Without question, the shifts, changes and demands of the last few weeks (and the several more coming) have been extraordinary and unprecedented.

As we all seek reassurance in the face of corona, conversations in the shop have become more lively and wide ranging. One of the issues many of us are grappling with, seems to be adapting to the new normal and all the disruption in routines and supplies this has brought with it. So it would seem that one of the most valuable skills to practice during this time is flexibility. Being flexible and open minded with just a few small things can reduce the stress load significantly.

Cooking at home (which we all do more of these days!) is a good example: Simplify your shopping by remembering the old adage: there are as many recipes as there are cooks! Any recipe can be adjusted and ingredients can be swapped or dropped, depending on taste and availability. Who knows, experimenting with small tweaks may well reveal positive surprises!

Here are just a few ideas for problems we come across in the shop daily:

> Swap strong bread flour for spelt or einkorn flour (more ancient types of wheat), or mix up several types of flour.

> Use less flour (and increase nourishment) by padding it up with seeds and flakes (e.g. pumpkin seerds and/or oats).

> Use less yeast with the Overnight Bread recipe (kindly shared by one of our customers), or use no yeast at all with soda bread. (Sourdough is of course another option, but it takes time, and the starter needs consistent feeding with more flour.)

> Learn the basics of foraging to make delicious meals with wild growing 'weeds' - abundant just now!

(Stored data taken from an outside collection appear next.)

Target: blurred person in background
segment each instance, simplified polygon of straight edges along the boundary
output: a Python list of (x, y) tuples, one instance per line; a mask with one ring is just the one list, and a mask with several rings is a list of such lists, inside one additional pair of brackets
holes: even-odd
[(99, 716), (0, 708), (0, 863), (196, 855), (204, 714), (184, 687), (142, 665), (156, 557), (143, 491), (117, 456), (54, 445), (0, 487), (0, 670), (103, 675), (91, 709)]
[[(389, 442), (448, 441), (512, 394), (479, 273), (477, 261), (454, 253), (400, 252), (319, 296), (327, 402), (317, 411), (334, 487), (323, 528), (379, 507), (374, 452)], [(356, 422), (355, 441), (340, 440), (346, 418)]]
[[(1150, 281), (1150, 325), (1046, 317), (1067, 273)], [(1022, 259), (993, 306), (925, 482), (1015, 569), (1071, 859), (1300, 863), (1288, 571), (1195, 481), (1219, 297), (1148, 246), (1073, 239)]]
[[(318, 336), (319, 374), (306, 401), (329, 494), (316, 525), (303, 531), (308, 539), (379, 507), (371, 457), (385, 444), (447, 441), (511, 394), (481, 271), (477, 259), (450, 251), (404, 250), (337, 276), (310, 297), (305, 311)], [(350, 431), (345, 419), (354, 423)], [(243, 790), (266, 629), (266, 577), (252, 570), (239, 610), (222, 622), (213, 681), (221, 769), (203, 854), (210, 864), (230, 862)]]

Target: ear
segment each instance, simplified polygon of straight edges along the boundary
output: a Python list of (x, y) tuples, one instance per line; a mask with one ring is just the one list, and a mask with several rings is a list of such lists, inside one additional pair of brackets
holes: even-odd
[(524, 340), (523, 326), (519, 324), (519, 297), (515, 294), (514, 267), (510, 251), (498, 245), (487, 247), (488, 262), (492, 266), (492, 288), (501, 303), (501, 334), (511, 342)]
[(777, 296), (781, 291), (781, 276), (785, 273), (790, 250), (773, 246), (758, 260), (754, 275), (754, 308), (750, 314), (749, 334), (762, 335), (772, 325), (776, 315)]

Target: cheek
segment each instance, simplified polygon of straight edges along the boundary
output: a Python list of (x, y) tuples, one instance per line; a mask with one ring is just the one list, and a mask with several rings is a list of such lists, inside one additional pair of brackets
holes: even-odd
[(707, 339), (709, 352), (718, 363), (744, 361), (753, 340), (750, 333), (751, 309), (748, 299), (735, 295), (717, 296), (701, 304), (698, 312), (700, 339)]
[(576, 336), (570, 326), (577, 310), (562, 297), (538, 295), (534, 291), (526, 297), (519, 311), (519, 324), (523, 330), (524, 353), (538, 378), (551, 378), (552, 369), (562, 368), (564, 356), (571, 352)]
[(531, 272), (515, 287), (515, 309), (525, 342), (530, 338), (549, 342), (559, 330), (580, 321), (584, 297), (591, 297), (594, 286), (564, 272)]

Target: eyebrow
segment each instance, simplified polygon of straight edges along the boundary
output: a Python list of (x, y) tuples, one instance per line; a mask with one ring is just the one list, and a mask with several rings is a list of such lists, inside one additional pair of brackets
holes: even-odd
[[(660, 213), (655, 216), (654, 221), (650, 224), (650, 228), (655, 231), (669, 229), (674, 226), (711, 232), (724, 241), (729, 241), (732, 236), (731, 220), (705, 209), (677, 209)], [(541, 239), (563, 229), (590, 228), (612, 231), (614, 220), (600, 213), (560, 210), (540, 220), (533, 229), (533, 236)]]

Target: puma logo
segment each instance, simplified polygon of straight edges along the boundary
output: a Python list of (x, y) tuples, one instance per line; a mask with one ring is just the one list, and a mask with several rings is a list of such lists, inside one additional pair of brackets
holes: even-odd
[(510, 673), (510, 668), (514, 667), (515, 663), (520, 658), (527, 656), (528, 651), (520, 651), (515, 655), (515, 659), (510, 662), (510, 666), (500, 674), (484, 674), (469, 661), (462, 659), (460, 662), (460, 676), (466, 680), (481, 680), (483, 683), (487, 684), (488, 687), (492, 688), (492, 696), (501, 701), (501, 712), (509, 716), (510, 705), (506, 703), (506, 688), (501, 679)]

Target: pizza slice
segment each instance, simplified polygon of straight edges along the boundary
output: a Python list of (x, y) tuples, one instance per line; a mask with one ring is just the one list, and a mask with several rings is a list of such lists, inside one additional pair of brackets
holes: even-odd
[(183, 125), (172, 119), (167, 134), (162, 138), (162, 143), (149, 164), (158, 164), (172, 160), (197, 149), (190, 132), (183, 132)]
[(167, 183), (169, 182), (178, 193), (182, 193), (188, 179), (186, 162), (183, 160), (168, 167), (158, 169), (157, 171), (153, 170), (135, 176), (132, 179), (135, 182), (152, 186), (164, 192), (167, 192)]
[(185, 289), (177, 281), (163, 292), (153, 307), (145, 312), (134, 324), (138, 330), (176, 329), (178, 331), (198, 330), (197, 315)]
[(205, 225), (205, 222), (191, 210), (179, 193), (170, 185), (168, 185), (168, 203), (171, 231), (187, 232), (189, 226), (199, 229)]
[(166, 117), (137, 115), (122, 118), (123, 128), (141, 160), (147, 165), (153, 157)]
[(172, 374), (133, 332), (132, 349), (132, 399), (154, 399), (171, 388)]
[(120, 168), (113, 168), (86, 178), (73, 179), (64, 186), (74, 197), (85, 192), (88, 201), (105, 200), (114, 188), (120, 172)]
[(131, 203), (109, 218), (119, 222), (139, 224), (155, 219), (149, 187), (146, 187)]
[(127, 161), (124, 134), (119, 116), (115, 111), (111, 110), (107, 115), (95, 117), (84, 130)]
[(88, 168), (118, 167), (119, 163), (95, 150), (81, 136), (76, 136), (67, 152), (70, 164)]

Nettles and wild garlic are great to start out with as they are safe and easy to identify. Why not try our Lockdown soup recipe? To learn more about foraging, Eat Weeds is a great website.

> Different kinds of beans, lentils and pasta can be easily swapped - just grab whatever is available. (Yes, it will slightly change the resulting dish, but does it really matter?)

> Use up the spices & herbs you have in the cupboard, they can be swapped too!

> If kids are fussy, now is the time to encourage trying new things (who can eat the most colours in a day?) and get them involved in the kitchen (most kids will want to eat anything they have helped cook).

> Last but not least, a couple of thrifty recipe threads from Twitter that caught my eye recently (watch the #lockdownkitchen tag):

Potato peel crisps (just that, and sooo mooreish)

'Second hand' marmalade (made with used citrus peels)

What kitchen tweak will you try today?